Han pasado décadas, y aún
quedan secuelas de la guerra de Vietnam -¿qué no quedarán de otras más
recientes?-. Hablamos de guerras y pensamos en los que han muerto. Junto a
ellos, también mueren muchas otras cosas, como son los principios y valores de
vida.
Una de las principales
víctimas de la guerra es la pobreza. Los estados nunca invierten en la
rehabilitación de sus pobres lo que gastan en material bélico.
Justamente en los Estados
Unidos, mientras libraba la famosa guerra en Vietnam, crecían los guetos de afroamericanos
en las ciudades del país. Y en paralelo, los problemas derivados de la
inseguridad, las tensiones raciales, la desigualdad real de derechos, en él ámbito
laboral… circunstancias que también van a dejar su huellas en desequilibrios
sociales y emocionales de toda la sociedad. Los mismos efectos, con las características
peculiares de cada caso, se han ido y se irán percibiendo tras cada conflicto bélico.
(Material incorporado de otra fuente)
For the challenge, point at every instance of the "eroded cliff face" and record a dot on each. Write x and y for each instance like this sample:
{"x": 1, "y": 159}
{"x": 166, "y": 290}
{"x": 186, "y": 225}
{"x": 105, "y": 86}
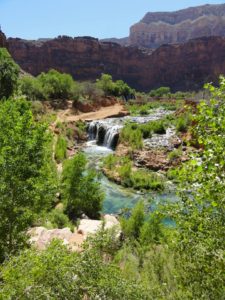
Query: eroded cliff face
{"x": 84, "y": 58}
{"x": 2, "y": 39}
{"x": 156, "y": 29}
{"x": 184, "y": 66}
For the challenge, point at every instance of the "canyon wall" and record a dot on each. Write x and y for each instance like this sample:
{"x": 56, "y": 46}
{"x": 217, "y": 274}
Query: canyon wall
{"x": 2, "y": 39}
{"x": 180, "y": 66}
{"x": 159, "y": 28}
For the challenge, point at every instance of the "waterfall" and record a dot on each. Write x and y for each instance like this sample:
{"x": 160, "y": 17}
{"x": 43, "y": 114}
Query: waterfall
{"x": 104, "y": 132}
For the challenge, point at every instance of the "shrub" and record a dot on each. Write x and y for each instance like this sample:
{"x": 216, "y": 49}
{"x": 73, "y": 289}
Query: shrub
{"x": 175, "y": 154}
{"x": 160, "y": 92}
{"x": 110, "y": 161}
{"x": 81, "y": 192}
{"x": 60, "y": 149}
{"x": 58, "y": 219}
{"x": 182, "y": 123}
{"x": 132, "y": 136}
{"x": 142, "y": 179}
{"x": 32, "y": 88}
{"x": 56, "y": 85}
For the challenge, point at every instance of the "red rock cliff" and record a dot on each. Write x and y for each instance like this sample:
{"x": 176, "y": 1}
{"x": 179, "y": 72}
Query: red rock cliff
{"x": 181, "y": 66}
{"x": 2, "y": 39}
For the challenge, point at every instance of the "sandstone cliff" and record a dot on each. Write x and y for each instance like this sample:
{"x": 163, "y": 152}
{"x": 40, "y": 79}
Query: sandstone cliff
{"x": 160, "y": 28}
{"x": 2, "y": 39}
{"x": 184, "y": 66}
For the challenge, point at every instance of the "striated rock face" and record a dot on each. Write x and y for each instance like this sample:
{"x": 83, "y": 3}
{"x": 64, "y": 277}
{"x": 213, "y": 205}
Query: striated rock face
{"x": 180, "y": 66}
{"x": 41, "y": 237}
{"x": 159, "y": 28}
{"x": 84, "y": 58}
{"x": 2, "y": 39}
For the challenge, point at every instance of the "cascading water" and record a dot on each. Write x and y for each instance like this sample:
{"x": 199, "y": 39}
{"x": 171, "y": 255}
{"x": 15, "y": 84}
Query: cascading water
{"x": 106, "y": 132}
{"x": 103, "y": 137}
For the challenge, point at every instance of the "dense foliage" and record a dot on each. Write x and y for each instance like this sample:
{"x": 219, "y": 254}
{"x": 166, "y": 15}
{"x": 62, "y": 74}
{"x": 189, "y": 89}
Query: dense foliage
{"x": 122, "y": 169}
{"x": 81, "y": 191}
{"x": 117, "y": 88}
{"x": 26, "y": 181}
{"x": 59, "y": 274}
{"x": 50, "y": 85}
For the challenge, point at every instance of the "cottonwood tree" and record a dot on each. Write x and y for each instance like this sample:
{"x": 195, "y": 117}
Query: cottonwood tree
{"x": 27, "y": 180}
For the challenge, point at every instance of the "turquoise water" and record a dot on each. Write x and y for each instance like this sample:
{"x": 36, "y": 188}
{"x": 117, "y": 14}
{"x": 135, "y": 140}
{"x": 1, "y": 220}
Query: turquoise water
{"x": 117, "y": 197}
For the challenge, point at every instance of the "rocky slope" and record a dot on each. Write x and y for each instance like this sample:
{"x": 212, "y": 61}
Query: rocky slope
{"x": 2, "y": 39}
{"x": 184, "y": 66}
{"x": 160, "y": 28}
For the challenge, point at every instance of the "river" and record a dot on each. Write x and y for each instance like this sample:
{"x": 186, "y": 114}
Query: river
{"x": 105, "y": 133}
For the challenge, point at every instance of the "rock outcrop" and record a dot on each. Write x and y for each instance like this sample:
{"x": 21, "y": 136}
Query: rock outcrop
{"x": 159, "y": 28}
{"x": 184, "y": 66}
{"x": 40, "y": 237}
{"x": 2, "y": 39}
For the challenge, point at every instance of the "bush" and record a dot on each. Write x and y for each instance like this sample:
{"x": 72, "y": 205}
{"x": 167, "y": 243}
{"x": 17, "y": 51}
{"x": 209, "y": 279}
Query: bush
{"x": 60, "y": 149}
{"x": 90, "y": 90}
{"x": 58, "y": 219}
{"x": 81, "y": 192}
{"x": 32, "y": 88}
{"x": 158, "y": 127}
{"x": 142, "y": 179}
{"x": 56, "y": 85}
{"x": 162, "y": 91}
{"x": 175, "y": 154}
{"x": 132, "y": 136}
{"x": 182, "y": 123}
{"x": 118, "y": 88}
{"x": 110, "y": 161}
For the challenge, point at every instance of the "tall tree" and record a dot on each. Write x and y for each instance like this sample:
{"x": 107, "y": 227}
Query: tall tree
{"x": 200, "y": 214}
{"x": 26, "y": 181}
{"x": 81, "y": 191}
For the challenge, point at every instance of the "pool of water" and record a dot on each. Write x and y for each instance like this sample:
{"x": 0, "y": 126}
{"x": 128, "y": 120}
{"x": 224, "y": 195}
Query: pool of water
{"x": 117, "y": 197}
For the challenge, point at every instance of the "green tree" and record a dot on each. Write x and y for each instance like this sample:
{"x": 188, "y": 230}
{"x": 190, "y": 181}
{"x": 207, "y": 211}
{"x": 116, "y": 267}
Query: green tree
{"x": 200, "y": 215}
{"x": 56, "y": 85}
{"x": 9, "y": 72}
{"x": 106, "y": 84}
{"x": 132, "y": 226}
{"x": 81, "y": 191}
{"x": 32, "y": 88}
{"x": 26, "y": 181}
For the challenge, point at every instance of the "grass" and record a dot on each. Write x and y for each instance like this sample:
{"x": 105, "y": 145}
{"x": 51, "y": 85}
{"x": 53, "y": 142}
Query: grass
{"x": 138, "y": 179}
{"x": 175, "y": 154}
{"x": 61, "y": 149}
{"x": 145, "y": 109}
{"x": 131, "y": 135}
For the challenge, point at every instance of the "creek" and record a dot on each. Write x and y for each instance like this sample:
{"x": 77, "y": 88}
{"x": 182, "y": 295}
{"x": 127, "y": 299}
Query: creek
{"x": 103, "y": 138}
Mientras tanto, los políticos
ignoran esta injusticia estructural y prefieren optar por el método liberal de
resolver los problemas: se limitan a bajar las tasas de los impuestos a los
ricos y privatizar los servicios sociales. A estas alturas, debería quedar patente
que sin la solución de los desequilibrios estructurales la espiral seguirá
creciendo. El poder ya no puede legítimamente demandar la obediencia a sus
miembros más desfavorecidos. En esas condiciones, incluso la participación democrática
queda cuestionada.
La conclusión que Martin Luther King entresaca de este tema, y
que esté blog hace suya, parece aun vidente: Nunca más abalaré con mi voto la
violencia contra los oprimidos. Antes deberé exigir responsabilidades al mayor
patrocinador de la violencia en el mundo actual cuál es mi propio gobierno.